Kata kunci : MCC, Satelit, Curah Hujan
1. PENDAHULUAN
Letak Indonesia yang berada di
garis khatulistiwa (equator)
menjadikannya wilayah yang menerima radiasi panas dari matahari sepanjang tahun. Sementara 2/3 wilayah Indonesia merupakan laut yang luas (Badan Informasi Geospasial, 2015) oleh karena itu aktifitas penguapan memiliki pengaruh terhadap kondisi cuaca di wilayah Indonesia, terutama dalam pembentukan awan-awan konvektif. Sebuah aktifitas konvektif yang tinggi menyebabkan terbentuknya sebuah sistem konvektif skala meso yang menghasilkan Mesoscale Convective Complexes.
Tepat sebelum 1980, penyelidikan tentang aktifitas konvektif pada tingkatan skala
meso hanya terbatas pada fenomena tropis seperti gugusan awan, hujan badai dan angin ribut, barisan badai dan sistem angin laut-darat. Di tahun 1980, Maddox memperkenalkan konsep mesoscale convective complex (MCC) setelah melakukan penelitian dari gambar satelit IR di wilayah Amerika bagian tengah sejak tahun 1978 (Reynolds, 1990).

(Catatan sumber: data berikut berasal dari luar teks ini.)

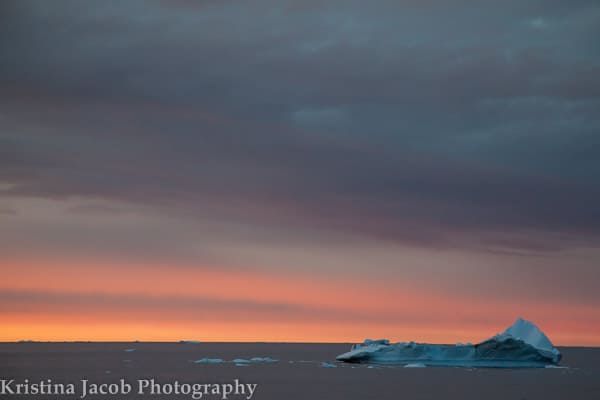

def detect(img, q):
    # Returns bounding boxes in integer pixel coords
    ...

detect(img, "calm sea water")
[0,343,600,400]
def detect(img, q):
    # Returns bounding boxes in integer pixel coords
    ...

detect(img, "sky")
[0,0,600,346]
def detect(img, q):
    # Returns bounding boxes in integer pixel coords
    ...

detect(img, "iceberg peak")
[494,317,560,355]
[337,318,561,368]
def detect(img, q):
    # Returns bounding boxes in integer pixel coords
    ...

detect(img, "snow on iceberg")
[337,318,561,368]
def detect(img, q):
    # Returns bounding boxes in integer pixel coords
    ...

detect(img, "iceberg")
[194,358,224,364]
[337,318,561,368]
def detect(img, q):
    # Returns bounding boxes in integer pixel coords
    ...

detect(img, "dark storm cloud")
[0,1,600,250]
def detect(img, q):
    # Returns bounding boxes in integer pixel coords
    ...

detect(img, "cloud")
[0,1,600,251]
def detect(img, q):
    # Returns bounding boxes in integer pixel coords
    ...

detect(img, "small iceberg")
[250,357,278,362]
[337,318,561,368]
[321,362,337,368]
[404,363,427,368]
[194,358,224,364]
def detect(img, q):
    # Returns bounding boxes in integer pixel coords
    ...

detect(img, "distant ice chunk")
[194,358,224,364]
[250,357,277,363]
[321,362,337,368]
[404,363,427,368]
[337,318,561,368]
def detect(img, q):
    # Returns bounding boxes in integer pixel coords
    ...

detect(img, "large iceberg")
[337,318,561,368]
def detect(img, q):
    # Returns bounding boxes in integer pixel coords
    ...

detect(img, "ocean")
[0,342,600,400]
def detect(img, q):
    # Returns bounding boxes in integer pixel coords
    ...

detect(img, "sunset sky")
[0,0,600,346]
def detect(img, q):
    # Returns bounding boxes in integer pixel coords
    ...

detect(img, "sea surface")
[0,342,600,400]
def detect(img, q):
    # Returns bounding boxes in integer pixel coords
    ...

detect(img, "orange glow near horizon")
[0,259,600,346]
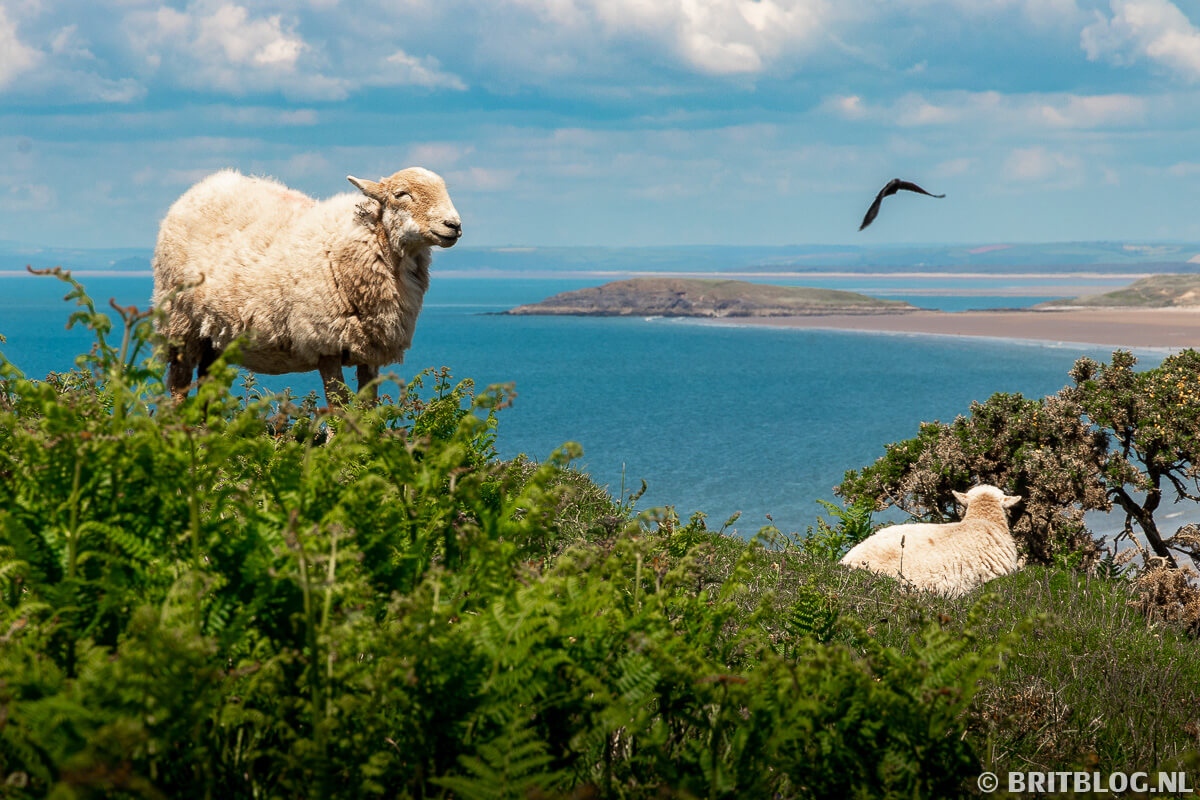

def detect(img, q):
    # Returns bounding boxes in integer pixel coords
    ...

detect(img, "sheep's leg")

Sistem konvektif merupakan sumber utama cuaca buruk dan banjir. Selain itu juga dapat menghasilkan hail dan angin topan, serta telah banyak menyebabkan bencana alam di berbagai tempat: banjir di Pennsylvania (Bosart dan Sanders, 1981), Amerika Tengah bagian barat (Pan et al, 2000), dan Asia Selatan (Mennonite Central Committee, 2007).
MCC di Indonesia menurut Ismanto (2011) sekitar 35% ditemukan di area Samudera Hindia bagian timur (termasuk Pulau Sumatera), sedangkan yang lain tersebar di Pulau Papua (15%), Samudera Pasifik bagian barat (utara Pulau Papua; 13%), Pulau Kalimantan (Borneo; 13%), bagian utara Australia ((,5%) dan sisanya tersebar di luar dari lima daerah sebelumnya (13,5%).
Gambar 1.1 Distribusi spasial mesoscale convective
complexes (MCC) saat fase maksimum, lingkaran
menunjukkan luasan area cakupan (luasan x 1000 km2), warna menunjukkan musim. Pengolahan data IR1 2001-2005. (Sumber: Ismanto 2011).
Pulau Sumatera yang berbatasan langsung dengan Samudera Hindia memperoleh dampak langsung dari adanya MCC yang muncul di Samuudera Hindia bagian timur (sebelah barat Pulau Sumatera). Tahun 2001, Sakurai dkk (2005) melakukan penelitian di sepanjang Pulau Sumatera untuk mengidentifikasi siklus harian pergerakan sistem awan, namun penelitian lebih diintensifkan di Kototabang dan Jambi. Oleh karena itu, penilitan ini bertujuan untuk mengidentifikasi sistem awan dalam skala meso di sekitar wilayah Sumatera.
2. DATA DAN METODE
Lokasi penelitian ini mengambil daerah studi di sekitar wilayah Sumatera dengan koordinat 7oLU – 7oLS dan 94oBT – 109oBT, dimana lokasi ini merupakan wilayah di sekitar wilayah Sumatera termasuk wilayah perairan.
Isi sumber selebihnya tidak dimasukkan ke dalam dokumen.